As a GM this has always irritated me about other GM’s complaining their players are too powerful. My dude, you’re literally omnipotent. Your players cannot be too powerful, because you are all-powerful. Just throw bigger baddies at them. You only have to worry if one player starts getting way more powerful than the rest of the party. Then you either have to make sure everyone is cool with that asymmetrical dynamic or buff everyone else up to their level. But a party cannot be too powerful, it’s just a lack of GM creativity. /rant
A party can definitely be too powerful for the narrative you want to tell. If you’ve got a specific story with specific challenges in mind, then players can have abilities that can render those challenges moot.

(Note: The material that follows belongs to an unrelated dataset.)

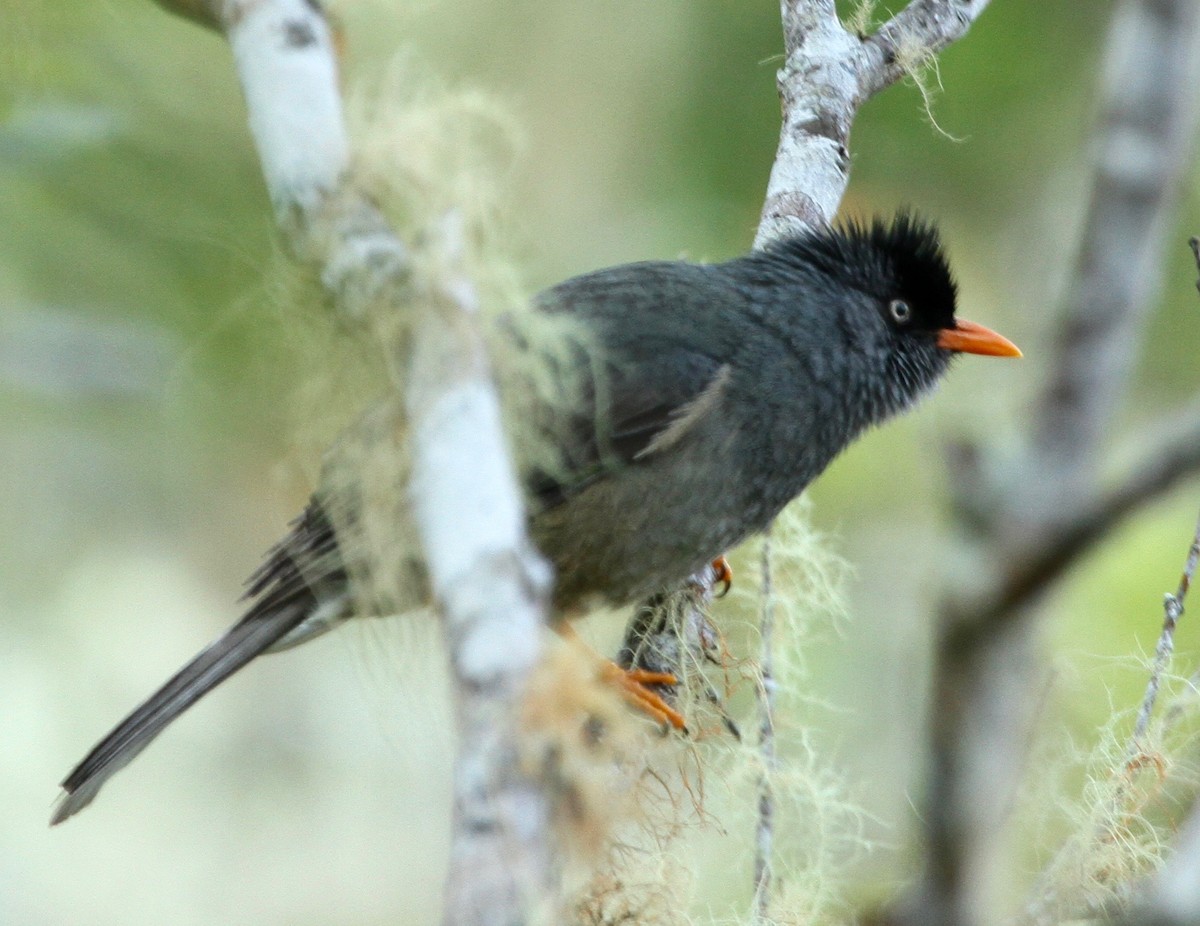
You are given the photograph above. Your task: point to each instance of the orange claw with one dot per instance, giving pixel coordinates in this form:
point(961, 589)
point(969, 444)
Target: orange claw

Using Pathfinder as an example, but this would apply to several related systems too: You have some kind of ravine or other traversal challenge. Prior to gaining access to fly, the players need to use their skills to find whatever solution you’ve seeded into the world or come up with some creative solution you haven’t thought of yet. After gaining access to fly, they can simply fly across, nullifying the challenge.
All this is to say that in certain systems, it’s not simply the numbers but the nature of challenges that change as you gain power. A high-level party tells different stories than low-level parties (this isn’t an accident, it’s a feature), and if that’s not the kind of story the GM wants to tell, it can be a problem. Arguably, however, that’s something the GM should have been aware of when going into a system like DnD or Pathfinder and been prepared to raise the stakes to entirely different kinds of challenges.
We broke the Anima system in half with overpowered characters. Not that it holds together very well normally. One mage character boosting the tank’s strength high enough to lift a mountain and creating him a giant tungsten lump, another mage opening a portal directly above a bad guy’s tower, apply tungsten to tower at great speed. No more tower. The GM was too amused to be mad that we wrecked his whole plan. We used the same trick to launch a necronomicon into the sun (or near enough). Also so many magically created artefacts, creation mages are just bullshit. But I got away with it because I made some for everyone.
I working on a Tome of Forbidden Spells just to see what my players will do with weird magic
I was thinking more jokey. Not necessarily creepy, just weird. My plan was to make rules for all the weird meme spells like Greater Baja Blast
For me, balance issues are never the party vs. the monsters. I can tweak the monsters to make the encounters more challenging. Players want to feel powerful! Give them the tools over time to build the character they want to build.
It’s power disparity within the group that has always been the biggest problem. If you have players that are very knowledgeable about the game and know how to build optimally, other players may feel like their character isn’t good at anything because the more purposefully built characters will seem to be able to do so much more.
I usually have to balance that with custom feats or items to even things out. Disallowing multiclassing in 5e in my new campaign also helped. Too much front loading that encourage dips for the sake of dipping.
I suspend the tarrasque between dimensions to incapacitate it and prepare to create a post-scarcity society based off its infinitely replenishing flesh, blood and bones.
Wow, all this wonderful discussion off a silly meme, it warms my heart. Happy gaming everyone, just remember as long as everyone is having fun (GMs too) you’re doing it right.
Dragon Ball Z mechanics.
The coolest magical items don’t “break the scaling” anyway, because they do cool weird stuff, rather than just giving you spells or numbers.
My players need golf bags and caddies for all the shit they have. I love handing stuff out. It’s fun.